Now, the entire family gets their flu shots every year. The baby gets her protection through Palmer's antibodies.
"We are very in tune with the recommendations," she said. "And with the new baby, we have a rule that anybody who has not gotten the flu vaccine cannot visit her. So it's their choice: If they don't get it, they don't get to see the baby."
As for the Lastingers, they welcomed a baby daughter just after Emily died.
"It was surreal," he said. "It turned out to be a good thing -- not right away, but it was helpful to have something to focus on other than ourselves."
Today, their daughter, Alea, is 8. Her older brothers, Chris and Andrew, are 16 and 14, respectively.
"We vaccinate them all," said Lastinger. "We've never missed a year."
But in a weird twist of fate, Alea was diagnosed with leukemia in 2007, at 3, the same age as Emily when she died. She underwent a grueling chemotherapy regimen and, as a result, vaccination became even more important.
"We had to live with someone who was severely immune compromised," said Lastinger. "It really hit home how important it is to protect yourself, to protect other people."

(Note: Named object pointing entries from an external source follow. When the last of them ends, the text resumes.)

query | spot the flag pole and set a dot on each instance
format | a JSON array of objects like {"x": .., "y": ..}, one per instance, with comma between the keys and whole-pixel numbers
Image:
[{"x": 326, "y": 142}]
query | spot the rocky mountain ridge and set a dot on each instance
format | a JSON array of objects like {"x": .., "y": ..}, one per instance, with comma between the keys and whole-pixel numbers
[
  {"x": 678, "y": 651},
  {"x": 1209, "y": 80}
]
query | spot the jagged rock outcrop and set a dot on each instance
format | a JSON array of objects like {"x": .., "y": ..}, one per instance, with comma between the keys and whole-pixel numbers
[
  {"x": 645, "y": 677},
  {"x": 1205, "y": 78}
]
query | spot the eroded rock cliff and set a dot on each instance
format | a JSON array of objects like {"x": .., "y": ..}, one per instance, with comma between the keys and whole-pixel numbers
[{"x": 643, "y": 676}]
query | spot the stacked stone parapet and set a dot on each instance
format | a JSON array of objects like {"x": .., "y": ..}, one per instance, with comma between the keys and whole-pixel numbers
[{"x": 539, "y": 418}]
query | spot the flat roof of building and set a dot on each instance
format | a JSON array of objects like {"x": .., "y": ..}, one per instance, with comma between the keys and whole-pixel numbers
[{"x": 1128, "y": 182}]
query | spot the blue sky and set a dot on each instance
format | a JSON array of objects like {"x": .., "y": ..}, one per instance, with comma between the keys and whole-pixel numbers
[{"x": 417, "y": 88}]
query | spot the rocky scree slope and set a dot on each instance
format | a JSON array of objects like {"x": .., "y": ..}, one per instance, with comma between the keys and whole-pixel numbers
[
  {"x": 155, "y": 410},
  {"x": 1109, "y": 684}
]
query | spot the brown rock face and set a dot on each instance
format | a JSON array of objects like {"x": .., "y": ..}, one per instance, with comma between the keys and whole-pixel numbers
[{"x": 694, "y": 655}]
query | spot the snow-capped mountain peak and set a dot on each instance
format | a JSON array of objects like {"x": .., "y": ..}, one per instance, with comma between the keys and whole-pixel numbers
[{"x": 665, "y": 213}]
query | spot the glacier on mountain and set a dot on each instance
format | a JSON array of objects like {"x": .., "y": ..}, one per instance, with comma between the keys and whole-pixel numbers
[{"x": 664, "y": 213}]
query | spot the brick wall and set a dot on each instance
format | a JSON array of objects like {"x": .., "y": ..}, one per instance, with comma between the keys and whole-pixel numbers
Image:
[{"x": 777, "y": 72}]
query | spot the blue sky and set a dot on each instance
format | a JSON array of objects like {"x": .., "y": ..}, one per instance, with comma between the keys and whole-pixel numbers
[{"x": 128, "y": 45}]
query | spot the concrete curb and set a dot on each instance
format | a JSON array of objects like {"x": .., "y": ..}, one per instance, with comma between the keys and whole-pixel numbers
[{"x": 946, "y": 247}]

Today, Alea is in remission and "doing great," according to her father.
Even that ordeal seemed less daunting than the flu, according to Lastinger.
"For us, we can fight the cancer," he said. "We have the power to influence what we're doing."
As for Emily's senseless death from flu, "It was the hardest thing we ever had to go through," said Lastinger. "I cannot imagine anything being worse."